The challenge is understanding someone who falls on the opposite end of the spectrum; it can seem like you are speaking totally different emotional languages. To a non-sensitive person, teasing might be a form of affection or banter, but to a sensitive person it can have a harsh sting. It’s easy to say ‘lighten up’, or ‘have a sense of humour’, but for someone sensitive that’s even more of a criticism and lands like a punch to the gut.
It’s not that sensitive people don’t have a sense of humour, or cannot take on board constructive criticism or advice. That has nothing to do with being sensitive. Sensitivity is often allotted to emotional weakness – an inability to handle everyday occurrences that others would not be affected by.

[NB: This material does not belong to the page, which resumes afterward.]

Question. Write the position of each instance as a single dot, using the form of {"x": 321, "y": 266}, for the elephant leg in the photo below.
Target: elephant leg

But that is a rudimentary way of viewing it. Think of it more like shining light through a prism. Some people see the light before it enters the prism, as a single white beam. Sensitive people see (or feel) the light after it has passed through the prism, refracted and split into an array of subtle colours. The light is both the single white beam and the wide spectrum of colour, it simply depends on how you perceive it. Neither perception is wrong and neither perception is weak.

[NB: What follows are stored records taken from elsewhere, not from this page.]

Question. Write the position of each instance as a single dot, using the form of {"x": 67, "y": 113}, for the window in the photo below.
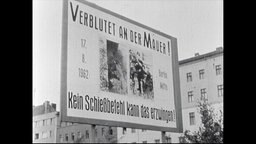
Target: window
{"x": 48, "y": 122}
{"x": 96, "y": 132}
{"x": 61, "y": 138}
{"x": 86, "y": 134}
{"x": 79, "y": 135}
{"x": 40, "y": 123}
{"x": 182, "y": 139}
{"x": 102, "y": 131}
{"x": 189, "y": 77}
{"x": 37, "y": 136}
{"x": 51, "y": 121}
{"x": 124, "y": 130}
{"x": 218, "y": 69}
{"x": 50, "y": 134}
{"x": 44, "y": 134}
{"x": 110, "y": 131}
{"x": 157, "y": 141}
{"x": 220, "y": 90}
{"x": 72, "y": 136}
{"x": 201, "y": 74}
{"x": 168, "y": 140}
{"x": 133, "y": 130}
{"x": 203, "y": 94}
{"x": 190, "y": 96}
{"x": 63, "y": 124}
{"x": 66, "y": 137}
{"x": 192, "y": 118}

And intentions aside, the words we use can totally change how something is received. As the old adage goes, it’s not what you say but the way you say it.
Let’s use an example. Sally is getting ready to go out and asks her friend Kate if she looks ok. Kate says ‘I don’t really like that dress to be honest’. Sally shrugs it off and goes to change. As soon as she is out of sight, she bursts into tears and never wears the dress again. Later she admits this to Kate who is utterly baffled and cannot understand how on earth she provoked such an extreme reaction from a superficial comment. She was just being honest and trying to help. Both Kate and Sally feel confused and bury the topic, only to hold onto a slight feeling of awkwardness around the other.

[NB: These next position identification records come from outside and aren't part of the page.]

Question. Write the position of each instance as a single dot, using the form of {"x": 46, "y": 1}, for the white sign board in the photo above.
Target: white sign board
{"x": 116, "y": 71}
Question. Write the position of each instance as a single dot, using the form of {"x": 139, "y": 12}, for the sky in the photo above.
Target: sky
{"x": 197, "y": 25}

The issue was at least in part, the words used. For Kate, she was only stating a truth. She was being honest and trying to help her friend make a more flattering choice. She had absolutely no malintent and feels Sally’s response is a complete overreaction. On the other hand, Sally didn’t tell Kate she was already feeling unsure of herself that night. She rarely felt pretty or confident and when Kate made that comment Sally was suddenly and inexplicable flooded with a feeling of inadequacy and unattractiveness. She hadn’t been consciously expecting a negative response, so Kate’s answer caught her off guard and amplified her lack of confidence.
Could this have been mitigated with softer words? Let’s replay the scene with different language. Sally asks Kate if she looks ok, and Kate replies, ‘yes, but you know what dress looks really great? That blue one you wore on your birthday.’ Sally smiles, throws on the blue dress, and goes on to have an awesome night. Because this time Kate’s words evoked a positive association. They still helped Sally to choose an outfit, but the words made her feel more confident rather than less confident. There was no ‘gut punch’ moment. No sudden feeling of inadequacy.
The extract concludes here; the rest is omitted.